Twelfth Night is a comedy by Shakespeare, written and performed around 1601-02. The setting is early 17th Century Illyeria (Western Balkans).
I am including this play in the Literary Christmas Challenge, because even though it is not a Christmas story, Shakespeare wrote it as a Twelfth Night celebration to close the Christmas season – hence the title.
It is indeed a comedy. I have not read many of Shakespeare’s comedies yet, but this was by far the most comical. As with any play, something is lost in reading. I’d love to see it in its proper form – a stage play.
The main characters, Viola and Sebastian, twin brother and sister are separated in a shipwreck and each assumes the other drowned.
Viola, assumes a male identity, Cesario, and enters the employ of a nobleman of Illyeria. The cross dressing motif is one Shakespeare uses frequently, and in this instance, it works particularly well as Viola, posing as Cesario, resembles her brother Sebastian, and is often mistaken for him.
In one comical encounter, Viola offends some gentlemen who threaten her with violence and are subsequently emboldened when she cowers before the threat.

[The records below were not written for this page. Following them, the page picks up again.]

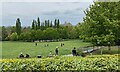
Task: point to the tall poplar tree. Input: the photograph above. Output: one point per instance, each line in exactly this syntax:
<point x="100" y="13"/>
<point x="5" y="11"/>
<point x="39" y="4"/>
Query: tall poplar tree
<point x="38" y="21"/>
<point x="18" y="26"/>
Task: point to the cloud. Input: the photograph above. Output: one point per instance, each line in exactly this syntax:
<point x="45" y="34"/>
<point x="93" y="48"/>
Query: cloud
<point x="51" y="13"/>
<point x="27" y="11"/>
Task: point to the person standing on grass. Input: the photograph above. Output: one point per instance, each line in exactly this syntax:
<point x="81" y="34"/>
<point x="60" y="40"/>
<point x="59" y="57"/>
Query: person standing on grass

They mock him (her), and Viola laments to herself:
Pray God defend me! A little thing would make me tell them how much I lack of a man.
Later, when they encounter Sebastian, convinced of his cowardice they make sport of him, only to find they’ve twisted the tail of a tiger.

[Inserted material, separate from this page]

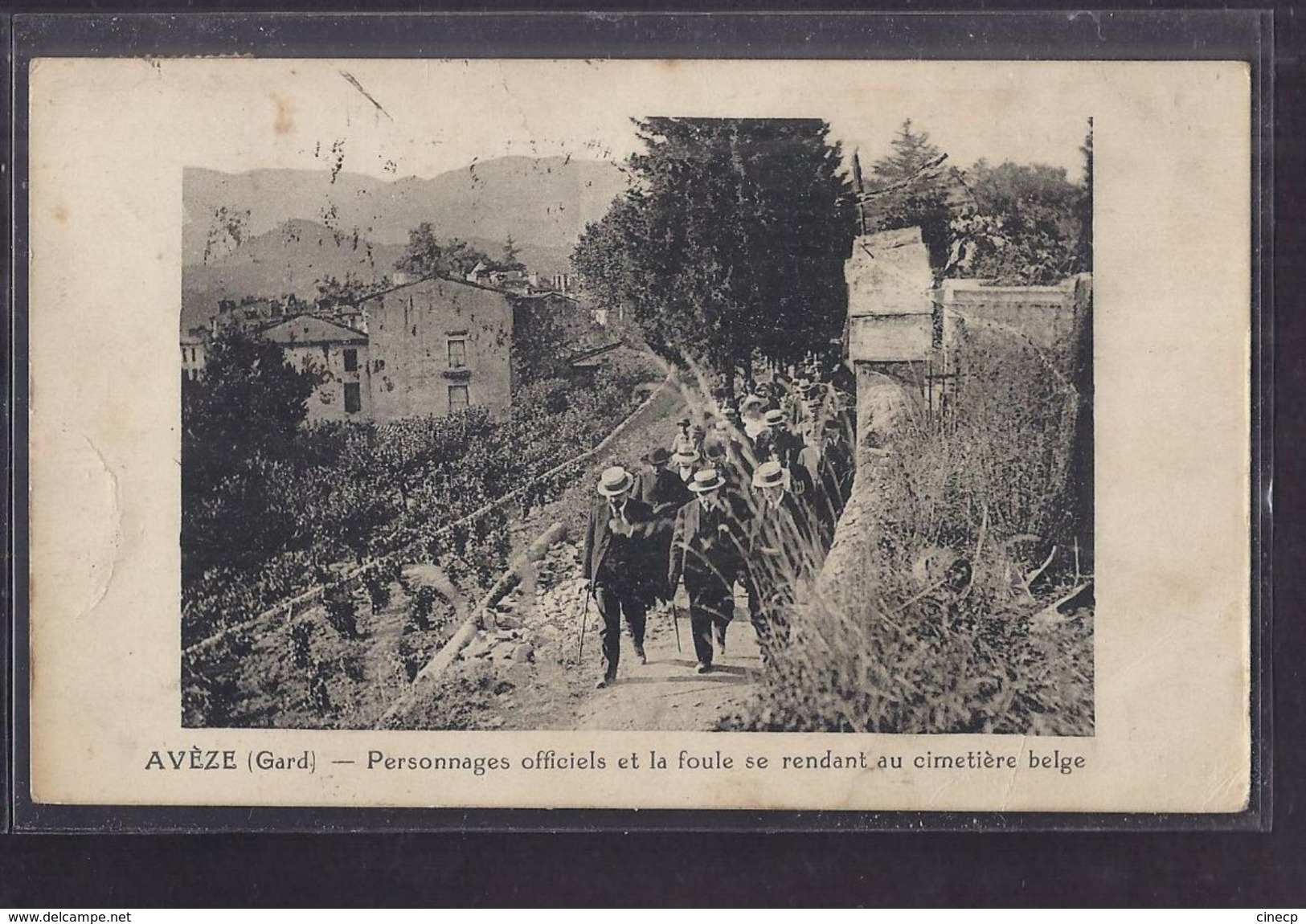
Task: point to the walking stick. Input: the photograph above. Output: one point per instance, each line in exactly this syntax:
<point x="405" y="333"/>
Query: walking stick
<point x="584" y="612"/>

There is an absurd love triangle. Cesario (Viola) delivers messages from her Lord Duke Orsino to the Countess Olivia to express his love. The Countess, however is smitten by Cesario (Viola), who cannot reciprocate by reason of nature and duty.
Viola, meanwhile falls in love with Duke Orsino – but similarly cannot express her feelings.
And well – it’s great fun, and a comedy – all turns right in the end.
Phrases from Twelfth Night that are now part of English vernacular:
Some are born great, some achieve greatness, and some have greatness thrust upon them.